In this week’s Whiteboard Wednesday experiment, we explore a surprising way to “measure” and promote discipleship—or spiritual maturity—in teenagers.
Do you know how to measure spiritual maturity in your teenagers? It’s usually one of those “know it when you see it” things. In my experience, creating a set of “metrics” to gauge maturity is always inherently flawed. Attendance at youth group? It’s tempting, but no… Signing up for a spiritual retreat? Nope. Serving others on a mission trip? Not a slam dunk. Memorizing Scripture passages? Well, the Pharisees were great at that, so…nope. A determination to avoid sin? Again, the Pharisees practiced a version of this false metric.
Even though our common metrics can’t be trusted to give us a true sense of spiritual maturity, we can get a sense of what a growing disciple looks like, because we experience maturity relationally. I mean, the only way to mark maturity in a person is to be in relationship with him or her. And relationship requires conversation; it’s the only way we can really get what’s inside a person, outside that person. So conversation is key in youth ministry. No matter what the setting—including your “message” time—conversation must be happening. Check out this week’s Whiteboard Wednesday video for more about this.
Now that our discipleship metric is focused on experiencing a person relationally, how do we plant seeds in that relationship that will produce maturity? Well, here are a few specific ways to create the right “growing environment” for discipleship:
1. Pay attention to your definition and practice of grace. Not long ago I told my 18-year-old daughter, Lucy, that I’d had to deliver some very painful discipline to a person in my life who’d really screwed up. After I told her some of the bare details, she said, “Dad, I thought grace meant we give people second chances. Couldn’t you have given grace in that situation?” I told her that was a great question, but: “What if you had cancer and you went to an oncologist, and he told you the cancer was aggressive and could threaten your life. And then he told you the most aggressive treatment combined chemotherapy and radiation, but that would be like taking poison into your body and would make you really sick—even bring you to the point of death. So instead, he recommended simply changing your diet and then waiting to see what would happen. What would you say?” Lucy replied, “Well, of course, I’d want the chemo.” And I said, “Grace is always kind, but it’s not always nice. It’s intended to rescue us, not placate us.” In youth ministry, we’ve often limited our definition of grace to “super-nice”—but grace is much more than that, and it often looks like chemotherapy.

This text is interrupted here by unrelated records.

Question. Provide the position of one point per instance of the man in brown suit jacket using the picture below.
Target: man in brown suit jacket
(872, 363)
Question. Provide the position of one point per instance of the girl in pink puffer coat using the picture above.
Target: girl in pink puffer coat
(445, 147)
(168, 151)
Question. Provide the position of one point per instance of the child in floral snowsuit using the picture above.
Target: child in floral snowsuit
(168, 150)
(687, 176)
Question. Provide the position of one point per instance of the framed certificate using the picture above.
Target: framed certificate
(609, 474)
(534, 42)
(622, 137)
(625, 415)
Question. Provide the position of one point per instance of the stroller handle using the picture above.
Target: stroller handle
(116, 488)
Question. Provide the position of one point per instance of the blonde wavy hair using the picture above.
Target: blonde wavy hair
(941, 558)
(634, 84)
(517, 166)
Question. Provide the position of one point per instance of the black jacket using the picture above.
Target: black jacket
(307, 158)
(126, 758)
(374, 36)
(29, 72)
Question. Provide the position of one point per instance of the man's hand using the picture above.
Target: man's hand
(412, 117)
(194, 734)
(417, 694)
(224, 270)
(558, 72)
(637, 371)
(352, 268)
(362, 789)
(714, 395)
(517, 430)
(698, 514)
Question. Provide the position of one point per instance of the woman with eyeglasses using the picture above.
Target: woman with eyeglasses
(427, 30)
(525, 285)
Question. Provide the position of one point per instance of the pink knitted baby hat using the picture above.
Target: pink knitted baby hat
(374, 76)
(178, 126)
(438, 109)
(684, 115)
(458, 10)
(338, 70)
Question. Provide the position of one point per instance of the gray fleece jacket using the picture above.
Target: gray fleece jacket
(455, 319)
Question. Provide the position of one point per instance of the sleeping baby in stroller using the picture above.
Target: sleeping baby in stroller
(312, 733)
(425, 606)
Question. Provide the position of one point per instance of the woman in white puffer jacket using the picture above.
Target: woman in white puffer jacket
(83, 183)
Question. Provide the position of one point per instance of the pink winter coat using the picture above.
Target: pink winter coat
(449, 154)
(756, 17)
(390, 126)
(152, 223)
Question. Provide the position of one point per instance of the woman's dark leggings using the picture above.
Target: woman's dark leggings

2. Never frame discipleship as a “should.” Last year, toward the end of a devotion I was leading for our interns, I looked out on a sea of eager college-age faces and suddenly got choked up. “I want to apologize to all of you on behalf of the church,” I said. The room suddenly got very quiet. “I know most of you have grown up in the church, and your whole life you’ve been told you should love Jesus because…you should love Jesus. Well, I’d like to apologize for that. Jesus isn’t trying to ‘should’ you into loving him. That’s our misguided strategy, not his. Jesus wants to invite you to know him much more deeply, then let’s see how that impacts your love for him.” Shoulds try to push kids into religious imperatives, and that’s why we’re so exhausted in ministry. Instead, a “taste and see that the Lord is good” (Psalm 34:8) approach is invitational and takes a fraction of the energy.
3. Never diminish Jesus. If we simply slow down and list everything Jesus says and does in the gospels, breaking it all down into categories, we’ll discover a Jesus who shatters our common misconceptions. So try this exercise, limiting it to a five-chapter section of a gospel, for starters. Then look at your list and ask yourself a hard question: “Is this the Jesus I’m helping my students to know and love, or would this be a foreign Jesus to them?” It’s a heresy to propagate the myth of a “merely nice” Jesus, but that’s the Jesus most kids today have heard about.

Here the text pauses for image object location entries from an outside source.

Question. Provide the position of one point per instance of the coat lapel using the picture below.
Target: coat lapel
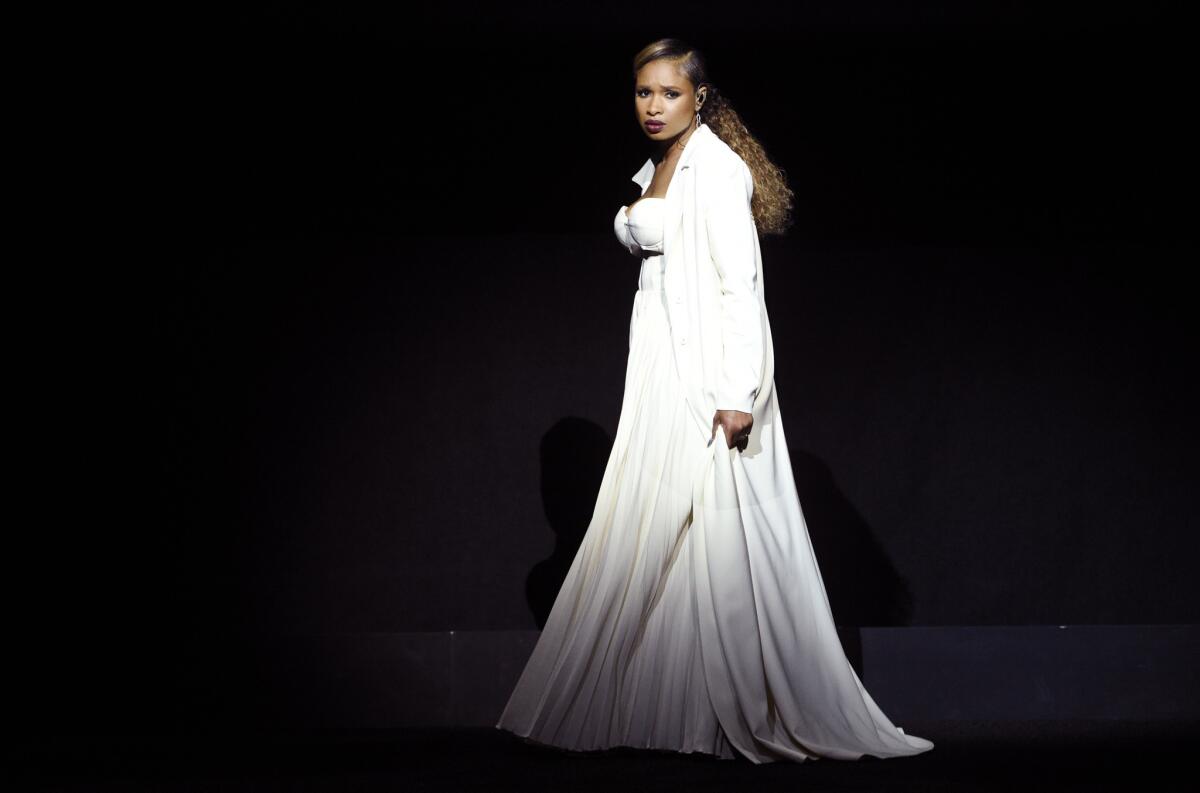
(681, 192)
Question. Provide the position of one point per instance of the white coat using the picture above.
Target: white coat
(713, 281)
(778, 678)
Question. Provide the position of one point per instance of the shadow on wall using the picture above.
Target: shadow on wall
(863, 586)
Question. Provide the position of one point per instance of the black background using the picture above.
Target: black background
(365, 356)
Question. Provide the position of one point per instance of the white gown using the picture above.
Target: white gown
(694, 617)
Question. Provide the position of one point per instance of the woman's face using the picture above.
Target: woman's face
(665, 100)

4. Avoid using “work” language to describe our relationship with Jesus. My pastor and friend, Tom Melton, has thrown so many “Tom-isms” at me over the years that have changed the way I think about my relationship with Jesus. One is a real scalpel of a sentence: “We don’t really believe Jesus is beautiful; otherwise, we wouldn’t describe our relationship with him as so much work.” Let that one cut through one of our favorite bastardizations of discipleship. We subtly treat a day-to-day relationship with Jesus as essentially a hard, thankless slog through a landscape of bite-your-lip obedience. It’s better to frame our faith as play, not work.

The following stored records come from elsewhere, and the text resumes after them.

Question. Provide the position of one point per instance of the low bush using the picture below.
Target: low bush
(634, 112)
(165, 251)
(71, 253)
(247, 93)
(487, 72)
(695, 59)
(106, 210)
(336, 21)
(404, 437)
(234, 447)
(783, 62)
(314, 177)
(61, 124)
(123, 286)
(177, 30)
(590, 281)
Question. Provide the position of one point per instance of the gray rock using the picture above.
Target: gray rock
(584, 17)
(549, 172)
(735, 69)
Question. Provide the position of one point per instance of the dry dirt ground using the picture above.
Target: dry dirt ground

5. Refuse to co-mingle the message of the “American Dream” with the message of the gospel. It’s hard for us to think outside of the prevailing “success narrative” of Western culture. The American Dream tells us that our birthright is a middle-class life—a house, two cars, two kids, a vacation or two every year, and a comfortable retirement. This is such a deep-seated collective promise that we have a hard time seeing our relationship with God as anything other than transactional.What will following Jesus do for me? But Job and Peter and Paul all learned something the hard way: God longs for romance, not a business transaction. The goal of our relationship with Jesus is intimacy—to abide in him as a branch abides in a Vine—not an American Dream transaction.